Jasa Marga Prediksi 3,5 Juta Kendaraan Keluar Jakarta, Puncak Arus Mudik Terjadi Hari Ini
Poin Penting
|
JAKARTA, investortrust.id — PT Jasa Marga (Persero) Tbk memproyeksikan sebanyak 3,5 juta kendaraan akan meninggalkan wilayah Jakarta pada periode mudik tahun 2026. Direktur Utama Jasa Marga, Rivan Achmad Purwantono, mengungkapkan bahwa gelombang mudik diperkirakan mencapai puncaknya pada hari ini, Rabu (18/3/2026).
"Kami memperkirakan akan muncul gelombang mudik pada tanggal 14 dan tanggal 18 hari ini. Hari ini diprediksi mencapai 256.000 kendaraan untuk LHR-nya (Lalu lintas Harian Rata-rata)," ujar Rivan dalam konferensi pers di Istana Kepresidenan, Jakarta, Rabu (18/3/2026).
Rivan menjelaskan, tren peningkatan volume kendaraan sudah terlihat sejak Selasa malam. Data Jasa Marga mencatat sebanyak 221.000 kendaraan melintas, yang merupakan angka tertinggi sejak 13 Maret lalu. Dari total pergerakan tersebut, mayoritas pemudik atau sekitar 50 persen mengarah ke Timur menuju Trans Jawa.
Guna mengantisipasi kepadatan, Jasa Marga bersama pemangku kepentingan terkait telah mulai menerapkan rekayasa lalu lintas. Sejak Selasa sore, kebijakan one way (satu arah) telah diberlakukan mulai dari KM 70 hingga KM 263, setelah melihat kecepatan rata-rata kendaraan sempat tertahan di angka 30-40 km/jam.
"Tadi malam saat mencapai puncak 221.000 kendaraan, one way diteruskan hingga Gerbang Tol Kalikangkung. Alhamdulillah, masyarakat merasakan kelancaran. Perjalanan dari Jakarta jam 4 sore sudah sampai di Kalikangkung jam 12 malam, artinya hanya 8 jam. Ini sangat signifikan," paparnya.
Baca Juga
Menhub Tegaskan Truk Sumbu Tiga Dilarang Melintas Selama Arus Mudik Lebaran 2026
Rivan menambahkan, saat ini sekitar 34 persen masyarakat tercatat sudah mulai meninggalkan Jakarta. Jasa Marga terus memantau pergerakan kendaraan secara real-time melalui teknologi Intelligent Transportation System (ITS) dan aplikasi Travoy yang didukung oleh 3.500 kamera pemantau di seluruh jaringan jalan tol Jasa Marga Group.
Sekretaris Jenderal Kementerian Pekerjaan Umum (PU), Wida Nurfaida, mengatakan pemerintah telah menyiapkan 496 titik posko mudik yang tersebar di seluruh wilayah Indonesia.
"Posko ini juga merupakan posko gabungan, jadi antara Direktorat Jenderal Bina Marga, Direktorat Jenderal Sumber Daya Udara dan Direktorat Jenderal Cipta Karya. Hal ini memastikan kondisi jalan aman, tidak terjadi gangguan serta potensi bencana seperti hidrometeorologi," jelas Wida pada kesempatan yang sama.
Menurutnya, posko ini juga berperan terkait mitigasi banjir yang berpotensi mengganggu ruas jalan nasional maupun jalur kereta api.

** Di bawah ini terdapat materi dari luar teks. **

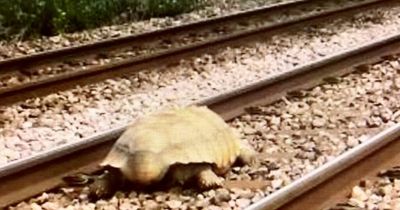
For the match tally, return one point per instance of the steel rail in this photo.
(385, 145)
(28, 177)
(169, 57)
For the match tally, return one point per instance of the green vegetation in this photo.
(27, 18)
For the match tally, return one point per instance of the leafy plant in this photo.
(49, 17)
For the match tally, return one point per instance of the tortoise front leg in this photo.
(106, 184)
(208, 179)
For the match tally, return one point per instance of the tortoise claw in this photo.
(79, 179)
(104, 186)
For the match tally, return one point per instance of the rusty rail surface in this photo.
(31, 176)
(169, 57)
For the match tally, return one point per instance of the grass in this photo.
(27, 18)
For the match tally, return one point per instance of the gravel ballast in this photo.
(42, 123)
(381, 192)
(17, 48)
(297, 134)
(34, 73)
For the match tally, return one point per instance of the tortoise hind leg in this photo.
(208, 179)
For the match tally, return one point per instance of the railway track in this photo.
(44, 73)
(25, 178)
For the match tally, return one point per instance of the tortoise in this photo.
(181, 143)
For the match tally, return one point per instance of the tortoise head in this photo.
(144, 168)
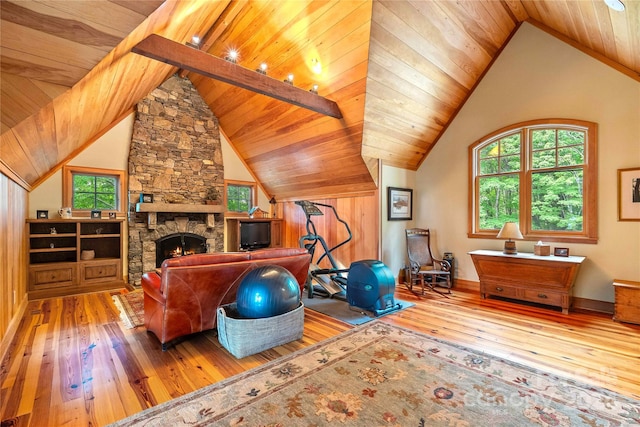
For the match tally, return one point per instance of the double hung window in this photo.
(541, 175)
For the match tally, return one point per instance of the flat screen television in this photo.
(255, 235)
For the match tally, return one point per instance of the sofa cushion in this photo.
(277, 253)
(200, 259)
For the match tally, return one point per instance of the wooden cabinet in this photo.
(540, 279)
(74, 256)
(233, 231)
(627, 302)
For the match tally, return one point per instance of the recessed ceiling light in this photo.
(616, 5)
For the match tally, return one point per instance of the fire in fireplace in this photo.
(179, 244)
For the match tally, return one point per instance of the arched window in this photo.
(540, 174)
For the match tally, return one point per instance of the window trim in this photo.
(589, 233)
(67, 187)
(254, 193)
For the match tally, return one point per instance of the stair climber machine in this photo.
(366, 285)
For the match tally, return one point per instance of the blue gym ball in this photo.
(267, 291)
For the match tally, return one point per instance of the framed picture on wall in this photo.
(399, 204)
(629, 194)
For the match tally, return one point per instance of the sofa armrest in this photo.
(151, 286)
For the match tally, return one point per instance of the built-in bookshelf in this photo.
(69, 256)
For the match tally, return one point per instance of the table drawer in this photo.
(501, 290)
(542, 296)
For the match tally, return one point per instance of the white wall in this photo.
(538, 76)
(110, 151)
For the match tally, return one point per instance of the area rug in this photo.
(378, 374)
(339, 309)
(131, 307)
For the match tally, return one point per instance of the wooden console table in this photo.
(524, 276)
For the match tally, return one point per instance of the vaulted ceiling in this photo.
(398, 70)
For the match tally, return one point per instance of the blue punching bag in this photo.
(267, 291)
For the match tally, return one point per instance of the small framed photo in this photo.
(146, 198)
(561, 251)
(629, 194)
(399, 204)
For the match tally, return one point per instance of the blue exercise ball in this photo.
(267, 291)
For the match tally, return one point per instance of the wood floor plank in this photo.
(72, 361)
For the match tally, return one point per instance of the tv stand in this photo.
(232, 233)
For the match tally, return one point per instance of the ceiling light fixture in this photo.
(194, 43)
(616, 5)
(263, 68)
(316, 66)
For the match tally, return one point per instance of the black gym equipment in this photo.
(367, 285)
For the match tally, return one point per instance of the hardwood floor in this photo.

Untuk mendukung penanganan cepat di lapangan, Kementerian PU menyiapkan 1.461 unit DRU dan 2.093 alat berat yang dapat dimobilisasi sewaktu-waktu.
"Ini kami memastikan bahwa di titik-titik ini personel kami siaga tidak hanya alat beratnya tetapi termasuk juga dengan operatornya. Jadi ini pasti semuanyasiagakarena ini menjadi penentu apabila ada kondisi-kondisi darurat tersebut," sebutnya.
Selain itu Kementerian PU juga memberikan dukungan sarana prasarana untuk kelancaran mudik, yakni 129 sarana prasarana di 40 titik lokasi di 24 provinsi. Wida memastikan sarana prasarana ini khusus untuk yang melayani masyarakat.
"Ada 193 personel yang akan mendukung seperti toilet mobil ada 40 unit, toilet portabel 9 unit, tangki air ada 30 unit, mobil vakum tinja 31 unit, truk angkut 1 unit, hidran umum 14 unit, dan tenda ada 4 unit," tutur dia.